Assembled contigs enable the identification of full length protein sequences and the production of databases containing millions of unique proteins, the majority of which have never been seen before. Ultimately, such sequences need to be linked to a taxonomic identifier. But how much can we trust de novo assembly and binning techniques to provide draft genomes? Partly to answer this question we have undertaken a large-scale analysis of public human gut microbiome datasets, performing de novo assembly on thousands of samples containing adequate read depth. We have compared computed genomics bins (metagenome assembled genomes, MAGs) with isolate genomes and used the latter to assess the quality of the MAGs, the tools for assessing MAG quality and provide an estimate of how many species are yet to be represented in genomic reference catalogues for studying the human microbiome. As we build a more complete picture of the human microbiome constituents, we can start developing and testing better mechanistic models.
Dr Rob Finn leads EMBL-EBI’s Sequence Families team, which is responsible for the InterPro, Pfam, Rfam and RNAcentral data resources. The team also looks after EMBL-EBI’s fast-growing Metagenomics data service.

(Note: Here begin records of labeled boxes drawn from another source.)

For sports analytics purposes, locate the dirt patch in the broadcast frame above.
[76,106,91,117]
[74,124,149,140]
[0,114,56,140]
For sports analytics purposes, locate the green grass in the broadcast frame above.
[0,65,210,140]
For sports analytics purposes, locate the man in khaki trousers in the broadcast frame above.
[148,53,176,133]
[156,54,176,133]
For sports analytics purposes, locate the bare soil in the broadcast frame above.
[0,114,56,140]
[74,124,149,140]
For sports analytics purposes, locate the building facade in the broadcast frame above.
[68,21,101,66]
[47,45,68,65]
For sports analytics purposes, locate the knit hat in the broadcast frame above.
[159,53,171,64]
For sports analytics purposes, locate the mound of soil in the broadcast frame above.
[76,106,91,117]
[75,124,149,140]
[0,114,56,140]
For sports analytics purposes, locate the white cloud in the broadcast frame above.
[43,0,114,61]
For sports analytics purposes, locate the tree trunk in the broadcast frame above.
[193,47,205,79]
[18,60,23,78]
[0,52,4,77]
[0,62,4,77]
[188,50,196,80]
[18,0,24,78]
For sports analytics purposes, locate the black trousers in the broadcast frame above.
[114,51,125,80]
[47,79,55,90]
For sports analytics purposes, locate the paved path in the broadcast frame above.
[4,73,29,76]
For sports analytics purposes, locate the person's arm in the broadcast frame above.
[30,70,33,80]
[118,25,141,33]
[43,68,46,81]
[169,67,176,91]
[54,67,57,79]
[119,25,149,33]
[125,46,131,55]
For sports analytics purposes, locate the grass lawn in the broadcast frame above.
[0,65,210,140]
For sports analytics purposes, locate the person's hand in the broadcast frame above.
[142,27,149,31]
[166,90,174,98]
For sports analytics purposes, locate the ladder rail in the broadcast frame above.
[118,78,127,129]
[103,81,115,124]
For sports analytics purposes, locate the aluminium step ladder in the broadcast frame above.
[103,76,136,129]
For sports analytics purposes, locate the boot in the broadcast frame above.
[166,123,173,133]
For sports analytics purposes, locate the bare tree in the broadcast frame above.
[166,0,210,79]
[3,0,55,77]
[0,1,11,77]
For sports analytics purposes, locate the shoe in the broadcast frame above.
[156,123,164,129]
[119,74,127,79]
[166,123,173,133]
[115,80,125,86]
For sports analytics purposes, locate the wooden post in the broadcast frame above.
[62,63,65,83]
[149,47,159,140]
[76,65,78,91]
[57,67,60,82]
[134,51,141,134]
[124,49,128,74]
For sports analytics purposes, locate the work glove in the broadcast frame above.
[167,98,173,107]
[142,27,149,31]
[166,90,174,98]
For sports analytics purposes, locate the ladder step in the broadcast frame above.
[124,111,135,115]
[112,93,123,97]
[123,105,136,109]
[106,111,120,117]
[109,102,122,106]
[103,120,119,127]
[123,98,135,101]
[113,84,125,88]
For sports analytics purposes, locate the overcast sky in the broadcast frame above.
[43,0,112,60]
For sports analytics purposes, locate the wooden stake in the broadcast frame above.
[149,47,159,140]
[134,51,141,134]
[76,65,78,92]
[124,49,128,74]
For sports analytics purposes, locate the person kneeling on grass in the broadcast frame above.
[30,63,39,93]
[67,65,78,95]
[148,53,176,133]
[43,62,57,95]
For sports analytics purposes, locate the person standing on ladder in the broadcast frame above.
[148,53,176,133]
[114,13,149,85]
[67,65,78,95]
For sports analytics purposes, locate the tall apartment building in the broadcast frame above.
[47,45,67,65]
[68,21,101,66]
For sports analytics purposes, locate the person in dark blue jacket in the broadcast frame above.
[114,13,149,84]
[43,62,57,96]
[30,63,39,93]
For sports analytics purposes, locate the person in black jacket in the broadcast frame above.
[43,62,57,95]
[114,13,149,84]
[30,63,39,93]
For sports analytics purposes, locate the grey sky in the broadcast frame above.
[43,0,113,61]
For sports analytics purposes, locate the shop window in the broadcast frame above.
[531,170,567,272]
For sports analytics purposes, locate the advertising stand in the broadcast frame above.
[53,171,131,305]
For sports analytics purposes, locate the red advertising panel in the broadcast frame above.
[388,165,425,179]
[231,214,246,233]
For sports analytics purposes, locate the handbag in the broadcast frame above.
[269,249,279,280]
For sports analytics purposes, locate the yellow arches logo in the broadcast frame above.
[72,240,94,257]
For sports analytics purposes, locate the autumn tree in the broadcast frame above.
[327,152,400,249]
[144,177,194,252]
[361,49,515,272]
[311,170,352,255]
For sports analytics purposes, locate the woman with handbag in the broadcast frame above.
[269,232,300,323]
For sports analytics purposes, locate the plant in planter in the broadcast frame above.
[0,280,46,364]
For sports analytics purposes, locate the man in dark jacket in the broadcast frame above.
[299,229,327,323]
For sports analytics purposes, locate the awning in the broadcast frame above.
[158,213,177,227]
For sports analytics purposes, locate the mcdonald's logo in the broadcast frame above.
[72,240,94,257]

Rob joined EMBL-EBI from the Janelia Research Campus in the US, where he led a group that designed fast, web-based, interactive protein-sequence searches and annotations. Between 2001 and 2010, he was the project leader for Pfam at the Wellcome Trust Sanger Institute in the UK.
Rob’s academic background is in microbiology and he holds a PhD in biochemistry from Imperial College, London.
All staff from organisations on the Research Park are welcome to attend.